PDF best practices: to get them indexed or not? Do they pass SEO value to the site?
-
All PDFs have landing pages, and the pages are already indexed. If we allow the PDFs to get indexed, then they'd be downloadable directly from google's results page and we would not get GA events.
The PDFs info would somewhat overlap with the landing pages info. Also, if we ever need to move content, we'd now have to redirects the links to the PDFs.
What are best practices in this area?

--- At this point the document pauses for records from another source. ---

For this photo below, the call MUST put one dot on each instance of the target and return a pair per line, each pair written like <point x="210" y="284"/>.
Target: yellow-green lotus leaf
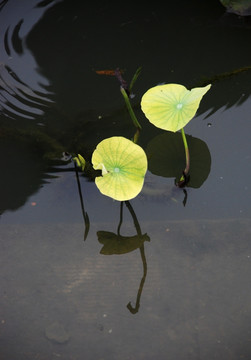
<point x="123" y="165"/>
<point x="171" y="106"/>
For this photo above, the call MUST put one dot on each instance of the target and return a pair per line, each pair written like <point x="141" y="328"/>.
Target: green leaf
<point x="171" y="106"/>
<point x="123" y="165"/>
<point x="80" y="161"/>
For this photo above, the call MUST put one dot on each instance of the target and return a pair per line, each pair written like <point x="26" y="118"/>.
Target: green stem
<point x="184" y="177"/>
<point x="130" y="109"/>
<point x="186" y="152"/>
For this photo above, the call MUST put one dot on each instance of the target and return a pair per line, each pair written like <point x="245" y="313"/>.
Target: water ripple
<point x="24" y="91"/>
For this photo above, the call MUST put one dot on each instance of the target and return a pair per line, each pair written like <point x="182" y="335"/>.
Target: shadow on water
<point x="191" y="282"/>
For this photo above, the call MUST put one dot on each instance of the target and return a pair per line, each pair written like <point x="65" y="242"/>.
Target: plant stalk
<point x="186" y="152"/>
<point x="130" y="109"/>
<point x="185" y="176"/>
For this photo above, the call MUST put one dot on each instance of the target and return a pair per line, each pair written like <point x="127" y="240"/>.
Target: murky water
<point x="168" y="275"/>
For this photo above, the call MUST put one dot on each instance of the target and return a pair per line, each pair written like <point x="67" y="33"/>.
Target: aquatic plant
<point x="123" y="165"/>
<point x="170" y="107"/>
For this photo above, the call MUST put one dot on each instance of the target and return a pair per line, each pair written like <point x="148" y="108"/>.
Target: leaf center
<point x="179" y="106"/>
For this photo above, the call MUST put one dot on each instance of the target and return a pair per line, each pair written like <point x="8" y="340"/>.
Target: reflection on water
<point x="189" y="287"/>
<point x="118" y="244"/>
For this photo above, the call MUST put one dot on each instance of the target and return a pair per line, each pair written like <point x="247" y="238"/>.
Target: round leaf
<point x="171" y="106"/>
<point x="123" y="166"/>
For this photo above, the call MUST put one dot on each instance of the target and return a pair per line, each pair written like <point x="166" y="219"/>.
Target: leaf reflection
<point x="119" y="244"/>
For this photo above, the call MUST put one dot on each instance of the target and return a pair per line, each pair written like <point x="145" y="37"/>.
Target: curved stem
<point x="130" y="109"/>
<point x="185" y="176"/>
<point x="186" y="152"/>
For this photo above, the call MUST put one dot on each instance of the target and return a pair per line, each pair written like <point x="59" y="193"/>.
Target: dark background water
<point x="192" y="278"/>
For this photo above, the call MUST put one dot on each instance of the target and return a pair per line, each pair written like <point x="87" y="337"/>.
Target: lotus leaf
<point x="171" y="106"/>
<point x="123" y="165"/>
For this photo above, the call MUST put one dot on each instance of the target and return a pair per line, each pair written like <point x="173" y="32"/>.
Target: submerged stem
<point x="186" y="152"/>
<point x="185" y="177"/>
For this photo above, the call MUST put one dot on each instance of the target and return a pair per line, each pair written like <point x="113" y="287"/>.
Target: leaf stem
<point x="186" y="152"/>
<point x="185" y="176"/>
<point x="130" y="109"/>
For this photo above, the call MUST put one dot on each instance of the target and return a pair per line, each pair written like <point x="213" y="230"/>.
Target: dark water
<point x="176" y="285"/>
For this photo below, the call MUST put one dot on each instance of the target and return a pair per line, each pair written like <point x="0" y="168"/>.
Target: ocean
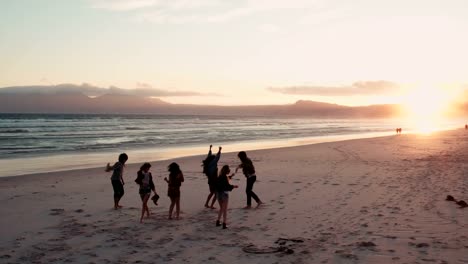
<point x="32" y="143"/>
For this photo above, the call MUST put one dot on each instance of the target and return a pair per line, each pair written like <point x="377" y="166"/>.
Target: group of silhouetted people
<point x="219" y="184"/>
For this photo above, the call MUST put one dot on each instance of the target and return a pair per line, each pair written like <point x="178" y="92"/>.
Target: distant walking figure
<point x="210" y="169"/>
<point x="249" y="171"/>
<point x="176" y="177"/>
<point x="117" y="178"/>
<point x="223" y="187"/>
<point x="145" y="180"/>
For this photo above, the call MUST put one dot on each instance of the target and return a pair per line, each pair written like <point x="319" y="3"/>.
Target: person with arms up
<point x="249" y="172"/>
<point x="117" y="178"/>
<point x="210" y="169"/>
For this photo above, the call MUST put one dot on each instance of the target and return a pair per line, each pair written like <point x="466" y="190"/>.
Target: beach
<point x="374" y="200"/>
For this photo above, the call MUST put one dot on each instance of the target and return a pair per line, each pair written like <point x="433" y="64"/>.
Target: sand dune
<point x="379" y="200"/>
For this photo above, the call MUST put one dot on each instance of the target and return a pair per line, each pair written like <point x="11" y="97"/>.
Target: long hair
<point x="145" y="166"/>
<point x="242" y="156"/>
<point x="224" y="170"/>
<point x="123" y="158"/>
<point x="173" y="168"/>
<point x="207" y="161"/>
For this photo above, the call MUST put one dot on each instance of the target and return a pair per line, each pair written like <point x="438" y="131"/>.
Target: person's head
<point x="123" y="158"/>
<point x="242" y="155"/>
<point x="225" y="170"/>
<point x="145" y="167"/>
<point x="173" y="168"/>
<point x="208" y="159"/>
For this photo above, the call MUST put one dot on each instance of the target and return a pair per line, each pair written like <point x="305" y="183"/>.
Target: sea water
<point x="33" y="143"/>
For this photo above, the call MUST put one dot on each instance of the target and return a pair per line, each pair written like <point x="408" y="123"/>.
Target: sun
<point x="425" y="107"/>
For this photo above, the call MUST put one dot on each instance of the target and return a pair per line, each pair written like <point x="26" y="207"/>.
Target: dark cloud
<point x="357" y="88"/>
<point x="90" y="90"/>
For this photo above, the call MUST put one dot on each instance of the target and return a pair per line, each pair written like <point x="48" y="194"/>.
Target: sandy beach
<point x="377" y="200"/>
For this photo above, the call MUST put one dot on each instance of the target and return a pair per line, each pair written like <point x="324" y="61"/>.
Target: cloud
<point x="122" y="5"/>
<point x="268" y="28"/>
<point x="142" y="89"/>
<point x="357" y="88"/>
<point x="197" y="11"/>
<point x="130" y="5"/>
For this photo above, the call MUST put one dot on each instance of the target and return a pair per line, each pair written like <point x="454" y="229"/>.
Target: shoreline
<point x="371" y="200"/>
<point x="79" y="161"/>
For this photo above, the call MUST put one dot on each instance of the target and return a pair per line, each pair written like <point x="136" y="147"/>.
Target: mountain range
<point x="132" y="104"/>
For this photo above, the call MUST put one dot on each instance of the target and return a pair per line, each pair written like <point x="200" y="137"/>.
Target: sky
<point x="245" y="52"/>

To index or not?
What do you / your clients do and why?
Would a PDF indexed by google and downloaded directly via a link in the SER page pass SEO juice to the domain? What if it's on a subdomain, like when hosted by Pardot? (www1.example.com)
-
repeatedly noticed that google index PDF files. But only their headers, without the contents of the file itself.
If you format the file description correctly, you can do it through the PDF Architect (http://pdf-architect.ideaprog.download/) program, or any other convenient for you.
-
PDFs can be canonicalized using .htaccess. Google is usually very slow to discover and obey this but it can be done. However, if your PDF is not close to being an exact copy of the target page, Google will probably not honor the canonicalization and they will index the PDF and the html page separately.
PDFs can be optimized (given a title tag) by editing the properties of the document. Most PDF - making software has the ability to do this.
You can insert "buy buttons" and advertising in PDFs. Just make an image, paste it into the document and link it to your shopping cart or to your target document.
PDFs accumulate linkjuice and pass it to other documents.
Use the same strategies with PDFs as you would with an html page for directing visitors where you want them to go and getting them to do what you want them to do.
Some people will link to your PDF, others will grab your PDF and place it on their website (in that situation, you lose the canonical but still get juice from any embeded links), and benefit from ads and buttons that might be included. Lock the PFD with your PDF-creating software to prevent people from editing your PDF (but they can always copy/paste to get around it).
Other types of documents such as Excel spreadsheets, PowerPoint documents, Google images, etc can have embedded text, embedded links and other features that are close to equivalent to an html document.
-
PDF documents aren't written in HTML so you can't put canonical tags into PDFs. So that won't help or work. In-fact, if you are considering any types of tags of any kind for your PDFs, stop - because PDF files cannot have HTML tags embedded within them
If your PDF files have landing pages, just let those rank and let people download the actual PDF files from there if they chose to do so. In reality, it's best to convert all your PDFs to HTML and then give a download link to the PDF file in case people need it (in this day and age though, PDF is a backwards format. It's not even responsive, for people's pones - it sucks!)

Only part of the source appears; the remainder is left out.